The rear-engined Corvair, designed to compete against sporty European models then gaining popularity, earned a special place in automotive history. It was the subject of a chapter in Ralph Nader's book "Unsafe at Any Speed," which detailed the U.S. auto industry's overall reluctance to take safety seriously. The Corvair's alleged problems stemmed from its unusual rear-engined lay-out and the suspension that held it up. That design led to unstable emergency handling, according to Nader.
It's hard to say whether the Corvair was much more dangerous than other cars of its time. This was the early 1960s when safety was still, as Nader's book pointed out, a barely acknowledged afterthought. (Try to find anyone wearing a seatbelt in a 1960s car ad. For that matter, try to find a seatbelt.) You could probably name any number of cars that were, arguably, just as dangerous for a variety of reasons, including a few models that are remembered fondly today.
But the Corvair got top billing as a death trap and General Motors did its part to ensure a lasting impression. Instead of just improving the Corvair's rear suspension, which it did, GM also hired private investigators to dig up dirt on Nader. The private eyes didn't get any dirt, but they did succeed in forever typecasting GM as America's favorite auto industry bad guy and the Corvair as a killer.
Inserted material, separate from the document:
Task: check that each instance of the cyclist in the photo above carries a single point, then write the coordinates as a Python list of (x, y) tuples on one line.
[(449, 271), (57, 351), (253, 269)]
GM and the Corvair, by being such an easy target, ultimately helped bring about the creation of the National Highway Traffic Safety Administration and things like crash tests and safety standards. There can be no question that our automobiles are much safer today as a result.
Before all the bad press finally clobbered sales, despite the improved rear suspension, the Corvair was produced in a surprising variety of body styles including a van, a station wagon, and a pickup truck with a side ramp. In all, about 1.8 million were made.